5. Architectural Innovations and Model Adaptation

Addressing core bottlenecks and scaling requirements, LMM research has developed:

Context-Aware and Retrieval-Augmented Components: CaMML (Chen et al., 6 Jan 2024) integrates a scalable hierarchical context perceiver for efficient retrieval and encoding of lengthy, multimodal context examples, substantially improving grounding, disambiguation, and reducing hallucination.
Decoupled Perception/Decoding: Lumen (Jiao et al., 12 Mar 2024) decouples perception into task-agnostic (shared fine-grained vision–language alignment) and task-specific decoding, markedly boosting performance on dense vision-centric tasks while offering efficient adaptation across object detection, segmentation, and pose estimation.
Object Detection and Spatial Reasoning: LMM-Det (Li et al., 24 Jul 2025) shifts from reliance on external detectors to data-driven label augmentation and prompt engineering, enabling LMMs to attain competitive detection recall and AP benchmarks without peripheral modules.
Model Compression and Adaptation: For edge deployment, adaptive layer-wise sparsity and KV-cache quantization methods (Zhang et al., 28 Jul 2025) deliver high compression ratios with minimal performance drop. Continual instruction-tuning protocols (He et al., 2023) mitigate catastrophic forgetting through data replay, model expansion, and task-similarity-informed regularization schemes—key for lifelong LMM deployment.

6. Current Limitations, Evaluation Challenges, and Open Problems

Despite rapid progress, several technical challenges persist:

Incomplete Integration: Overall multimodal integration remains suboptimal, with persistent gaps between specialized tool-enabled models and monolithic LMMs, especially in reasoning and math-intensive scenarios (Yu et al., 2023).
Catastrophic Forgetting: Continual instruction learning is vulnerable to rapid forgetting of earlier tasks, especially when not preceded by multi-task joint tuning (He et al., 2023).
Efficiency and Scalability: Compressing LMMs for edge and real-time applications is hampered by memory and compute constraints, driving advances in adaptive compression algorithms (Zhang et al., 28 Jul 2025).
Evaluation Coverage: Many benchmarks inadequately reflect the complexity of downstream use, especially for tasks requiring robust grounding, spatial reasoning, multi-image inference, or multilingual context (cf.
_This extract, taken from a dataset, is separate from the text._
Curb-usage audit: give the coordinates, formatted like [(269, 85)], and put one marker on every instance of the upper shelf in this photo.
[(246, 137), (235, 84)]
MMR (Chen et al., 26 Aug 2024), CoCoT (Zhang et al., 5 Jan 2024), MMKC-Bench (2505.19509)).
Trust and Explainability: The opaque internal representations of LMMs motivate ongoing development of concept-based dictionary learning and grounding approaches for interpretability (Parekh et al., 12 Jun 2024).
Uncertainty Quantification: Model-agnostic frameworks such as Uncertainty-o (Zhang et al., 9 Jun 2025) are emerging to measure and leverage semantic uncertainty in LMM responses, relevant for downstream hallucination detection and safe AI deployment.

7. Future Directions and Open Resources

Key directions include:

More Expressive, Integrated Architectures: Expanding hierarchical, modular, and decoupled perception layers to better handle densely interleaved, long-context, and cross-modal tasks.
Generalist–Specialist Bridging: Fine-tuning the balance between generalist reasoning, efficient integration of external tools, and retrieval-augmented grounding.
Robust Lifelong and Multilingual Learning: Enhancing anti-forgetting strategies and better leveraging cross-lingual and domain adaptation to widen LMM accessibility (Lupascu et al., 8 Feb 2025).
Real-World Conflict and Safety: Addressing multimodal knowledge conflicts, prioritizing external evidence integration, and standardizing conflict benchmarks to bolster RAG system reliability (2505.19509).
Resource and Code Availability: Comprehensive open-sourcing of models, code, benchmarks, and data curation pipelines (e.g., xGen-MM/BLIP-3 (Xue et al., 16 Aug 2024), CaMML, MMKC-Bench) accelerates reproducibility and iterative research across the discipline.

In conclusion, LMMs represent the convergence of vision, language, and reasoning components into highly capable, integrative AI systems. While their baseline abilities are now well established, targeted research into integrated evaluation, efficient scaling, robust adaptation, and trustworthy deployment remains at the forefront of the field.